Japan Geoscience Union Meeting 2023

Presentation information

[E] Online Poster

A (Atmospheric and Hydrospheric Sciences ) » A-CG Complex & General

[A-CG34] Projection and detection of global environmental change

Wed. May 24, 2023 9:00 AM - 10:30 AM Online Poster Zoom Room (3) (Online Poster)

convener:Michio Kawamiya(Japan Agency for Marine-Earth Science and Technology), Kaoru Tachiiri(Japan Agency for Marine-Earth Science and Technology), Hiroaki Tatebe(Japan Agency for Marine-Earth Science and Technology), V Ramaswamy(NOAA GFDL)

On-site poster schedule(2023/5/23 17:15-18:45)

9:00 AM - 10:30 AM

[ACG34-P05] Application of Super-resolution convolutional neural network to estimate fine-resolution regional sea level variations

*Tatsuo Suzuki1, Koji Ogochi1, Yoko Yamagami1, Hiroaki Tatebe1, Daisuke Matsuoka1, Michio Kawamiya1 (1.Japan Agency for Marine-Earth Science and Technology)

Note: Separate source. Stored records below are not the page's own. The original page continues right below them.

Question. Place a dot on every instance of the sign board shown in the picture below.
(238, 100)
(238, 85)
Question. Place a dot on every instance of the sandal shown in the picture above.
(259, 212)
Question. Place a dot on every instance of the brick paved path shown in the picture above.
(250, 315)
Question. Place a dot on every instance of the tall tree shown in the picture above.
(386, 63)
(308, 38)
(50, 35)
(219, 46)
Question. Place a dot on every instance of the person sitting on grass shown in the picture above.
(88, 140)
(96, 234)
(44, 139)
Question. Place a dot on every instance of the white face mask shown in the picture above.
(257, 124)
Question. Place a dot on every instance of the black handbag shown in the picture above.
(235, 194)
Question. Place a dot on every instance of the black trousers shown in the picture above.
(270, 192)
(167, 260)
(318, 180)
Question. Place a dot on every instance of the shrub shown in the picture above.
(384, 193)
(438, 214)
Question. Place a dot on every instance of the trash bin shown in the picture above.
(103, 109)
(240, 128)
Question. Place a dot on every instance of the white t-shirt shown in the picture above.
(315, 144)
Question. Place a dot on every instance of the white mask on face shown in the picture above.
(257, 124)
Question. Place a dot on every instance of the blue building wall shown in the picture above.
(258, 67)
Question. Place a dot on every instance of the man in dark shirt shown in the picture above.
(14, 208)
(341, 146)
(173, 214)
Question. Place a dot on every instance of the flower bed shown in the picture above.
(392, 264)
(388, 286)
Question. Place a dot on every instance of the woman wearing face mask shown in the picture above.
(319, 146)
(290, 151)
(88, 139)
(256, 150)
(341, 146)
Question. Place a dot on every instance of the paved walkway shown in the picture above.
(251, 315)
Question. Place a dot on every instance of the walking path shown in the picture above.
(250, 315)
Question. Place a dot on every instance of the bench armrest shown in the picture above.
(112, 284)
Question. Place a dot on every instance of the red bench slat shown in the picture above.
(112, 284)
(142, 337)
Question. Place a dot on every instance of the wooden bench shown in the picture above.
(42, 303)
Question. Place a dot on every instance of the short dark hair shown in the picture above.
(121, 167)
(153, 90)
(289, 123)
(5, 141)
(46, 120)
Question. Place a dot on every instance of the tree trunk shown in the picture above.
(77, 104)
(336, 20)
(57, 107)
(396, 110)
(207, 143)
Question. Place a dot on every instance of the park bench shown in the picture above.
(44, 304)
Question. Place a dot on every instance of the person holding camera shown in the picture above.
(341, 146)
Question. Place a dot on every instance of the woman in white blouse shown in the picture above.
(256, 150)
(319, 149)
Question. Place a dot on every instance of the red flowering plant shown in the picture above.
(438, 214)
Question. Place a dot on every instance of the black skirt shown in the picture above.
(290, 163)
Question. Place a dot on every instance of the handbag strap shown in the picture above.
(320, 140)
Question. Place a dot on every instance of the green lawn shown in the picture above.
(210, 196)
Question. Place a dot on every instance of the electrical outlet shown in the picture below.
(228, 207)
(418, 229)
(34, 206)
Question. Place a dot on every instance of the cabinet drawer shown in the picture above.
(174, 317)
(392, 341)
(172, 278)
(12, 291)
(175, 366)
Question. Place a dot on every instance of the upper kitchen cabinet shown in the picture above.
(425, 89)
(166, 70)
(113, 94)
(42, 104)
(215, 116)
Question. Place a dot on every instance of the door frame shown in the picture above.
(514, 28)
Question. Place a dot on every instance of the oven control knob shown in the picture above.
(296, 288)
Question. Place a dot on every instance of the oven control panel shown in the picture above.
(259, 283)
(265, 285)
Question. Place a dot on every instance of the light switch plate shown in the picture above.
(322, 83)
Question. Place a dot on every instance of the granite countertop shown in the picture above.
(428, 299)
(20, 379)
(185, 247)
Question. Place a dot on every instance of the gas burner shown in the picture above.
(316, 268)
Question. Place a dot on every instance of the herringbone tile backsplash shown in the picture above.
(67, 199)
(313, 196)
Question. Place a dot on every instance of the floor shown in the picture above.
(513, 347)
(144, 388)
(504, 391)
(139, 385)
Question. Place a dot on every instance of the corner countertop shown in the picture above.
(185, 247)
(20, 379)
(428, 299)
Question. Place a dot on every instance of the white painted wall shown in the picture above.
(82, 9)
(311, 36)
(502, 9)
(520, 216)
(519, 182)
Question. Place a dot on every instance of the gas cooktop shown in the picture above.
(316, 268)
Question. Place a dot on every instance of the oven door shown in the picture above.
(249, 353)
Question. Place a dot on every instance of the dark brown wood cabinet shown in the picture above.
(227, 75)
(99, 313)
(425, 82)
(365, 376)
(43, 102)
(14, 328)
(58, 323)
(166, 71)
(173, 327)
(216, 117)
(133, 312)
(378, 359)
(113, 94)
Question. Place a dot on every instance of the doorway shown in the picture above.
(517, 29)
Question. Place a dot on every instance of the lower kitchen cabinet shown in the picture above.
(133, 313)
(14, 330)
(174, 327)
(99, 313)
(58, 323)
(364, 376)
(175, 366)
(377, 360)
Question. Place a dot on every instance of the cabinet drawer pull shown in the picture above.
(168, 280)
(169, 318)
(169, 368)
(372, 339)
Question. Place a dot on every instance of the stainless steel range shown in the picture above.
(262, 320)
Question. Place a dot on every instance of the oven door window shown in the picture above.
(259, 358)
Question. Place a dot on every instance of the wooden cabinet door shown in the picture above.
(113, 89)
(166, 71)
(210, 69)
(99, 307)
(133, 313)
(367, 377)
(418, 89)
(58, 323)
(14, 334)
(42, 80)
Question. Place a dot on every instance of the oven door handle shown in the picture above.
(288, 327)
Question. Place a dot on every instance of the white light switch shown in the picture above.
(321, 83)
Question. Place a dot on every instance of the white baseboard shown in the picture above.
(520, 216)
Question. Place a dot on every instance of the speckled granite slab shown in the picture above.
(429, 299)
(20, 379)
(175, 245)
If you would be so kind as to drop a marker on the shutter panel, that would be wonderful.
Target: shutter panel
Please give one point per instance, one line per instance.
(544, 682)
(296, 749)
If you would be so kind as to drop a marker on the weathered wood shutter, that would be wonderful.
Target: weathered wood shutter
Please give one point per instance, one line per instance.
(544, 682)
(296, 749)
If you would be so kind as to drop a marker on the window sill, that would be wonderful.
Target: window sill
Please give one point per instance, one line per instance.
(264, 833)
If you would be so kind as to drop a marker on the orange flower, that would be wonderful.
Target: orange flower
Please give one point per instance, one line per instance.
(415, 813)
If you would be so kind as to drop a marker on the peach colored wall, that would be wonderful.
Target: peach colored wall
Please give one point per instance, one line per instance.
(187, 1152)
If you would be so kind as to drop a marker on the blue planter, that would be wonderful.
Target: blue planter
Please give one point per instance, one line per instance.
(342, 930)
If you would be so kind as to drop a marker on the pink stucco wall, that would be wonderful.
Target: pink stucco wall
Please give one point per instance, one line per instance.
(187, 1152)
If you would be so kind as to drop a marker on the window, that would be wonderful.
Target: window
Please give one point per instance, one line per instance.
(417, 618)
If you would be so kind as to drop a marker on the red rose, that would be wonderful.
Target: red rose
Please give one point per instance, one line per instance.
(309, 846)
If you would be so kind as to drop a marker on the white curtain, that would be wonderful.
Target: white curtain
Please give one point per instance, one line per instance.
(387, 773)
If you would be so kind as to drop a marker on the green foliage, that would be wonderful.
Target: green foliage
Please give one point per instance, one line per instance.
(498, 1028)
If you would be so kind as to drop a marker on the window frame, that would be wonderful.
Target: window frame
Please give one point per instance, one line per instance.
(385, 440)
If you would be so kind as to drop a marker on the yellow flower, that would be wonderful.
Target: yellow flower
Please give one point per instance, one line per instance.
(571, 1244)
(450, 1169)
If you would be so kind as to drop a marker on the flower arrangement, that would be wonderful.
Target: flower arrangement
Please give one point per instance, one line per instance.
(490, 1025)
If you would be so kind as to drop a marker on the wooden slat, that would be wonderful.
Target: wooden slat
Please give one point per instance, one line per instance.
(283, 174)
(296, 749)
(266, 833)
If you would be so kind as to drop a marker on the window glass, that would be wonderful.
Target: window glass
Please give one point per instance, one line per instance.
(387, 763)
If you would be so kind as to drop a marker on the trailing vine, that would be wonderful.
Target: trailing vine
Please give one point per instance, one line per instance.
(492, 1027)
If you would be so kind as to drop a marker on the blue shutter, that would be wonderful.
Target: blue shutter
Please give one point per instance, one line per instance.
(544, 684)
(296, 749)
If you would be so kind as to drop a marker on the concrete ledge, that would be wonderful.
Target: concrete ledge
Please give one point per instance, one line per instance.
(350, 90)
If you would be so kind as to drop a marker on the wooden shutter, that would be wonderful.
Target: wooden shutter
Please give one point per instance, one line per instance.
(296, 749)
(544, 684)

Keywords:Sea level change, Deep learning, Downscaling

Sea level rise is one of the most apparent manifestations of global warming, and it directly threatens coastal areas due to increased erosion and more frequent storm-surge flooding. Detailed information on future sea level fluctuations will be required to address these risks. Nishikawa et al. (2021) have driven a 0.1-degree horizontal North Pacific model incorporating a high-resolution Japanese domain model to produce a 2-km-resolution dataset of sea-level changes. This approach is physically consistent but requires a massive amount of computational resources. To conserve computational resources, we would like to propose a downscaling method from a 10 km scale to a 2 km scale using machine learning. In this study, we applied a Super-resolution (SR) simulation based on a deep convolutional neural network (Dong et al., 2014) to estimate future regional sea level variations in fine resolution. The 2-km resolution FORP-JPN02 data by Nishikawa et al. was used as training data. Machine learning was performed by comparing the original 2 km resolution data with horizontally filtered data equivalent to 10 km resolution. The SR simulation reproduced, for example, higher-resolution sea level changes along the coast. Further, we plan to apply this machine learning method to the results of a global eddy-resolving ocean model to evaluate the occurrence risk of sea level rise and heat waves on a 2km scale.
The "PyTorch" code and the Earth Simulator were used for machine learning.